Table of Contents

  1. Why Kubernetes Security Matters
  2. Pod Security Standards (Privileged, Baseline, Restricted)
  3. Network Policies for Microsegmentation
  4. RBAC Configuration and Best Practices
  5. Admission Controllers and OPA Gatekeeper
  6. Runtime Security with Falco
  7. Container Image Scanning and Supply Chain Security
  8. Secrets Management in Kubernetes
  9. Multi-Cloud Kubernetes Security: EKS, AKS, GKE
  10. Top 10 Kubernetes Security Best Practices
  11. Pod Security Standards Comparison
  12. Frequently Asked Questions

Why Kubernetes Security Matters

Kubernetes has become the de facto standard for container orchestration, powering workloads from startup microservices to the most demanding enterprise applications. However, its power and flexibility come with a sprawling attack surface that demands deliberate security engineering. According to the NSA/CISA Kubernetes Hardening Guide, misconfigured Kubernetes clusters are among the most commonly exploited infrastructure targets in both public and private sectors.

The Kubernetes threat model spans multiple layers: the control plane API, kubelet communications, inter-pod networking, container runtimes, supply chain integrity, and the workloads themselves. A single misconfigured RBAC binding or a pod running as root can be the foothold an attacker needs to move laterally through your entire cluster. I have spent years deploying production Kubernetes clusters across AWS EKS, Azure AKS, and Google GKE through my infrastructure-as-code modules at terraform-aws-eks, and the security lessons I have learned are distilled into this guide.

Security in Kubernetes is not a single tool or toggle. It is a defense-in-depth strategy that requires coordinated controls at every layer. This article walks through each critical security domain, provides working configurations, and ties everything back to real-world infrastructure deployments.

Pod Security Standards: Privileged, Baseline, and Restricted

With the deprecation of PodSecurityPolicy in Kubernetes 1.21 and its removal in 1.25, the community introduced Pod Security Standards (PSS) enforced via the built-in Pod Security Admission controller. PSS defines three profiles that represent progressively stricter security postures.

Understanding the Three Levels

The Privileged level applies no restrictions. It is intended for system-level workloads such as CNI plugins, logging agents, and storage drivers that genuinely need elevated access. The Baseline level blocks known privilege escalation vectors while remaining compatible with the vast majority of applications. The Restricted level enforces the tightest hardening posture and is the recommended target for all application workloads.

You apply Pod Security Standards at the namespace level using labels. The admission controller then enforces, audits, or warns depending on the mode you select. Most production clusters should enforce the Restricted standard on application namespaces while allowing Privileged only in dedicated system namespaces such as kube-system.

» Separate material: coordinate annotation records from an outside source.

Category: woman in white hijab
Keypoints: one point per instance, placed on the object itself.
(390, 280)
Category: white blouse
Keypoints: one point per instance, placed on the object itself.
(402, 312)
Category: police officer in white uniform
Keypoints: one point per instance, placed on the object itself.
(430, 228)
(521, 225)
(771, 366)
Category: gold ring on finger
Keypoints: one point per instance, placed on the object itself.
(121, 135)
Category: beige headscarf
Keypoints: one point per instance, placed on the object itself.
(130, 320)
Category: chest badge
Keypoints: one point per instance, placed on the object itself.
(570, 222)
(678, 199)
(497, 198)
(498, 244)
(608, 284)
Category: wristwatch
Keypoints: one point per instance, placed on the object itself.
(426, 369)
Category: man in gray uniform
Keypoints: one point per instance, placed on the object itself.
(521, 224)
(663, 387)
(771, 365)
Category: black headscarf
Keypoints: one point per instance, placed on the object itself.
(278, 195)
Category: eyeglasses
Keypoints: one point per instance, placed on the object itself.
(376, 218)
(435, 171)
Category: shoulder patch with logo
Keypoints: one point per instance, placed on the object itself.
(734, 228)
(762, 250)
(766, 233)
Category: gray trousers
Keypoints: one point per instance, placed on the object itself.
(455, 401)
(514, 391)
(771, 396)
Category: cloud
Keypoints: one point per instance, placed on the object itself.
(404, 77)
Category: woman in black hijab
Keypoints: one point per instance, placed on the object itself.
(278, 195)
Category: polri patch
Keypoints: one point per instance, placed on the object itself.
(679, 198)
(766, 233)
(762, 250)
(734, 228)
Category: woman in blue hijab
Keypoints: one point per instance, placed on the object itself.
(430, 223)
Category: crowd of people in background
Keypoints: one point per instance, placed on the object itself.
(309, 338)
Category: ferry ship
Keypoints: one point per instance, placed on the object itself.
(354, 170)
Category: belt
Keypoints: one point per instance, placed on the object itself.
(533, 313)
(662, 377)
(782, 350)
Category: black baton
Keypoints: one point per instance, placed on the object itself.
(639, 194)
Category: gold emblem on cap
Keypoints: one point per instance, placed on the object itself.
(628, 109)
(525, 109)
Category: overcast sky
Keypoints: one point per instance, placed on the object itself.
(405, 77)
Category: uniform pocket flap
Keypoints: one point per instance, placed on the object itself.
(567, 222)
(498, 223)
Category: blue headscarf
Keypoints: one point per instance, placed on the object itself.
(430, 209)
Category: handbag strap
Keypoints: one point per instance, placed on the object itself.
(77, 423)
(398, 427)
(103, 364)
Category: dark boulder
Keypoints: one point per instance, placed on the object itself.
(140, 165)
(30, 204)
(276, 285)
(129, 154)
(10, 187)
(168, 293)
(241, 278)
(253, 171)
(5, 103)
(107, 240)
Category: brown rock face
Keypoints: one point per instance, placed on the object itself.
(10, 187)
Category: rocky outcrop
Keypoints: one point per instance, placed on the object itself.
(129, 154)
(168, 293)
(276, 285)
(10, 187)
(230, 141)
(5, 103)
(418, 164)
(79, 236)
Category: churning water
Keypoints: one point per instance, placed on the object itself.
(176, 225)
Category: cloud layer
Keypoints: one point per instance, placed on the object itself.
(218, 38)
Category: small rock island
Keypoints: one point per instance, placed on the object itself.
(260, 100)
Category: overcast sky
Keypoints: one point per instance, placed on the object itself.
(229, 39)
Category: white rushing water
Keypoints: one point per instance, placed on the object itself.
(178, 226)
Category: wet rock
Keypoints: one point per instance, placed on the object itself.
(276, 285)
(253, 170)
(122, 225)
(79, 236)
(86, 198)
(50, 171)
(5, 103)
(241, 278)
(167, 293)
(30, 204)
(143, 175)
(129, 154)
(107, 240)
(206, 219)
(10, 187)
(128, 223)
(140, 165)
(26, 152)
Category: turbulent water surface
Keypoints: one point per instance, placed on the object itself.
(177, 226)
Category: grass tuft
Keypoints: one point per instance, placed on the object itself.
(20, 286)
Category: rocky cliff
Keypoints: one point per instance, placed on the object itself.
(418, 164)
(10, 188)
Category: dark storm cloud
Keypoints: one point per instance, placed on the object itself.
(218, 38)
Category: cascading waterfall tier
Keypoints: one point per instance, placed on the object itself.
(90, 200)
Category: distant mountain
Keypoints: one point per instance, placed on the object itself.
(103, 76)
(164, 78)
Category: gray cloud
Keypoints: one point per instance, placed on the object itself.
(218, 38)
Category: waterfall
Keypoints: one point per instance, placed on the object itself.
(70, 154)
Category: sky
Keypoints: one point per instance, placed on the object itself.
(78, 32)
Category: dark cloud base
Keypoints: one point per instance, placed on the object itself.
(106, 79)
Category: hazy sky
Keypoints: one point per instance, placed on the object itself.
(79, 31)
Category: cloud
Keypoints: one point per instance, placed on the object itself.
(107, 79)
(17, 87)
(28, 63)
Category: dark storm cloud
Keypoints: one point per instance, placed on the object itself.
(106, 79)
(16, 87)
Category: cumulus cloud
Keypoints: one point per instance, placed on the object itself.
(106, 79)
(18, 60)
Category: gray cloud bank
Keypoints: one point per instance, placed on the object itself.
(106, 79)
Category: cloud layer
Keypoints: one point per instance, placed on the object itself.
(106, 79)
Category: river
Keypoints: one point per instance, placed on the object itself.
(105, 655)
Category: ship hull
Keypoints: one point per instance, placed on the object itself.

In our terraform-azure-aks module, namespace security labels are applied automatically during provisioning, ensuring that new namespaces start in a hardened state from the moment they are created. This eliminates the gap between cluster creation and security configuration that often plagues manual setups.

Applying PSS Labels to a Namespace

The following YAML demonstrates how to configure a production namespace with the Restricted standard enforced, Restricted auditing, and Baseline warnings:

apiVersion: v1
kind: Namespace
metadata:
  name: production
  labels:
    pod-security.kubernetes.io/enforce: restricted
    pod-security.kubernetes.io/enforce-version: latest
    pod-security.kubernetes.io/audit: restricted
    pod-security.kubernetes.io/audit-version: latest
    pod-security.kubernetes.io/warn: baseline
    pod-security.kubernetes.io/warn-version: latest

This configuration rejects any pod that violates the Restricted standard, logs audit events for Restricted violations, and warns developers about Baseline violations. The layered approach provides visibility into workloads that would break under stricter policies before you enforce them.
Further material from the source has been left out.